Thanks Nathan. One of the joys of Antarctica (especially compared to North Pole/Arctic Ocean expeditions where it’s often v humid) is the unusually dry air, so most things will dry overnight in the roof of the tent (24-hour daylight means it’s usually warm there). The iced-up mask I dry every evening right next to my stove, where it steams away for half an hour or so while I melt my snow, then is usually dry.
Re the stove flaring up, I cook in the porch of the tent so it’s marginally safer (the stove is mounted on a carbon fibre board with closed-cell foam underneath, so it sits happily on the snow) and I think the trick is using the minimum amount of fuel to light it. I use a magnesium ‘firesteel’ lighter which works brilliantly in any conditions.
4)Does snow melts under your mattress/sleeping bag after you slept all “night”? Do you have any problem in camping over snow/ice?

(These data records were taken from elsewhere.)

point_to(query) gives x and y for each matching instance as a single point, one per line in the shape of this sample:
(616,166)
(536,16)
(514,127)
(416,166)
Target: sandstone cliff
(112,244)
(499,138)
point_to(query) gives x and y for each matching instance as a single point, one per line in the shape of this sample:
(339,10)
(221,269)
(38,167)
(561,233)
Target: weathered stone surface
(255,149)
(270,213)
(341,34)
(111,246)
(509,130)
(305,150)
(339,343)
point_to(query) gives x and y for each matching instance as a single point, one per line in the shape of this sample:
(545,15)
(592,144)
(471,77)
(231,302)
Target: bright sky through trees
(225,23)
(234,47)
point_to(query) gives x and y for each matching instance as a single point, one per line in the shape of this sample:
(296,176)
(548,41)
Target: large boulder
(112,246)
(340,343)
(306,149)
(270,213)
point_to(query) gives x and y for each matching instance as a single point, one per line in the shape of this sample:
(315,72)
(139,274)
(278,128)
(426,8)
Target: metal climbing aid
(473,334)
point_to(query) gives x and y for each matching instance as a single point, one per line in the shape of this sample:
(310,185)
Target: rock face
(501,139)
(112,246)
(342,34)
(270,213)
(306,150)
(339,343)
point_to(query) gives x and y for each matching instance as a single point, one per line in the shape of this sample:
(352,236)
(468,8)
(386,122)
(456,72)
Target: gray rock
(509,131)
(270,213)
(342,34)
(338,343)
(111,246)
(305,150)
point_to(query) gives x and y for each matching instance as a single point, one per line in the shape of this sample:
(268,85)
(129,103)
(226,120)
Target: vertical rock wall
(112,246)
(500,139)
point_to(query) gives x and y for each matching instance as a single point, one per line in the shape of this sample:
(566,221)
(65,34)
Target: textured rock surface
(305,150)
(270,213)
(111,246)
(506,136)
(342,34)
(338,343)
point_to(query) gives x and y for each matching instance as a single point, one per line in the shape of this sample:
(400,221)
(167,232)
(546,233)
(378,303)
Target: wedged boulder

The main problem camping is finding a level spot for the tent without too many bumps when the visibility is poor! The snow hardly melts at all under my two Ridgerest mats, although on the two rest days I’ve had on this expedition (when I’ve spent 36 hours in the same place, almost all lying down!) then both times it was obvious when I took the tent down where I’d been lying and it had definitely melted a bit. I’ve also developed a good technique for flattening any lumps under by bed using my knees…
5) Given all the advantages that modern materials give you in surviving and marching in your environment, can you summarise how you feel about the early pioneers and their achievements ?
In short, my experiences on contemporary expeditions have left me utterly in awe of what the early – and particularly the Edwardian – explorers endured. When Shackleton turned around short of the South Pole on his Nimrod expedition, he was more than a year’s travel away from home, with no communication and no hope of rescue. He and his men might as well have been on a different planet.
I’m going to end with a wonderful Dr. Seuss line from the note that I fished out of my Christmas Eve food bag this evening (thank you Krista!)
‘It’s opener there in the wide open air.’
It certainly is. Have a fantastic Christmas, wherever you are, and thank you for following my journey. I’m doing this in aid of the Endeavour Fund, a charity that does fantastic work supporting wounded and vulnerable servicemen and women, and if you felt inspired to make a donation then I’d be hugely grateful.